No, you can only have one driver version, the one that correspond to the loaded kernel modules. Installing the driver inside a Docker image makes it non-portable.
If using Docker is an option, the official Dockerfile works well, you just need to modify the FROM line to "nvidia/cuda:8.0-cudnn5-devel-ubuntu16.04". Or "nvidia/cuda:8.0-cudnn5-devel-ubuntu14.04", depending on which version of Ubuntu you want.
No, this is the CUDA toolkit, it doesn't depend on the driver version. You can compile CUDA code without having a GPU (which is the case during a "docker build").
Edit: in other words, your Docker image doesn't depend on a specific driver version and can be ran on any machine with sufficient drivers. Driver files are mounted as a volume when starting the container.
Well yes, you do need to have the driver installed on the host OS :)
You can run multiple containers on the same GPU with nvidia-docker, it's exactly the same as running multiple processes (without Docker) on the same GPU.

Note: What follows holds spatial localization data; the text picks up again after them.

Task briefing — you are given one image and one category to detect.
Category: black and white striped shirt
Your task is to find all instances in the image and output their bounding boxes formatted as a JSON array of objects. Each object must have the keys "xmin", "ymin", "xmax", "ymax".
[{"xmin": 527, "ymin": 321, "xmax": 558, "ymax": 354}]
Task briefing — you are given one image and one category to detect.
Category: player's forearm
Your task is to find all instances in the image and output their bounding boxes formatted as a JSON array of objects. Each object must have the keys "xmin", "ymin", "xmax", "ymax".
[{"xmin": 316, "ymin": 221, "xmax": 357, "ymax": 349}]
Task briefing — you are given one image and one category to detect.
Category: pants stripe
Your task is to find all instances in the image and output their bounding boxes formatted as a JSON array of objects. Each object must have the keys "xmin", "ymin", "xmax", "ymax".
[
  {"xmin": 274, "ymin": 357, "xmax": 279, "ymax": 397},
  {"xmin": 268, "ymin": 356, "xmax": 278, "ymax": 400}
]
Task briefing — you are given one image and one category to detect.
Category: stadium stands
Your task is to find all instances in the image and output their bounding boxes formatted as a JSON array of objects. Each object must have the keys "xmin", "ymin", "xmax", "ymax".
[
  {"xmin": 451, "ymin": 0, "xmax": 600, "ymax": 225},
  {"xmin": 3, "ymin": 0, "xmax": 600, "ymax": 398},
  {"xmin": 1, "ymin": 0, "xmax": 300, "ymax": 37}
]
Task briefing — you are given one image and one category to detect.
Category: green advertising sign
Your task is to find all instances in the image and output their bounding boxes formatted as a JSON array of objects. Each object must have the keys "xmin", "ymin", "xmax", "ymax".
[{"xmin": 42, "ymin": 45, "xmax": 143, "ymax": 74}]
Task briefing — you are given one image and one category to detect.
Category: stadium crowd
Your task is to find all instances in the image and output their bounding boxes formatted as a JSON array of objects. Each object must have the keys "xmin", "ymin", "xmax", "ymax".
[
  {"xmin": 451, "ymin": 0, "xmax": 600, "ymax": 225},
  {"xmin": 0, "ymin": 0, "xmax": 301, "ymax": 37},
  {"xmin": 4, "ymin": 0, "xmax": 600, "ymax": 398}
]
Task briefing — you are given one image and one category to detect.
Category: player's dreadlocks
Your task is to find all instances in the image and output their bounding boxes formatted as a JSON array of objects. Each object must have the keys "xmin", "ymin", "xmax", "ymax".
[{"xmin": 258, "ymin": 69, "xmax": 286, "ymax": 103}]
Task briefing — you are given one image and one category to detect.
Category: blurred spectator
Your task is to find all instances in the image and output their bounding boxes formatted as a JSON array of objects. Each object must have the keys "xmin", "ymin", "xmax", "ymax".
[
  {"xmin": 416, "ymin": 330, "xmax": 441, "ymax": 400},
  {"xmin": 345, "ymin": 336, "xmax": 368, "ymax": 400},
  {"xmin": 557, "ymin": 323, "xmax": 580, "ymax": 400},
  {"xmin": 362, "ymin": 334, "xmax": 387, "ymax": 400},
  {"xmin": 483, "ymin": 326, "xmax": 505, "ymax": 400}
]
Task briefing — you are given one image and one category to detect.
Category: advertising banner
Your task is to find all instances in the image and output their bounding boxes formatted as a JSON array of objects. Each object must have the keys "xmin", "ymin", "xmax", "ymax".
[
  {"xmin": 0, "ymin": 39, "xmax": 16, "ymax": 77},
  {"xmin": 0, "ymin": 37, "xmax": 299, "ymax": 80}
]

Author of nvidia-docker here. You can definitely have multiple containers on each GPU if you want. If you find a bug or if you think the documentation was not great, please file a bug!
Awesome. Thanks for the reply and I apologize for suggesting something incorrect.
It does strike me as tricky needing to match driver versions between the host and the container. Do you know if there is any effort to eliminate that requirement?
Also while we're chatting, is there any hope of NVIDIA open sourcing their linux drivers? How would such a move affect nvidia-docker?
You don't need to match the driver version between the host and the container. Actually, you shouldn't include any driver file inside the container.
All the user-level driver-files required for execution are mounted when the container is started using a volume. This way you can deploy the same container on any machine with NVIDIA drivers installed.
Thanks for your superb work. Is it possible to use nvidia-docker on several AWS instances, to use multiple GPUs? (To spread training on multiple GPUs for more speed and ram. Tensorflow and Caffe support distributed training but not sure if it's viable on dockerized envs on AWS?)
One container can use multiple GPUs on the same machine without problems.
For distributed training (which Caffe doesn't actually support, not the official version), you would have to run one container per instance, but this is more a configuration problem at the framework level, than a Docker or nvidia-docker problem.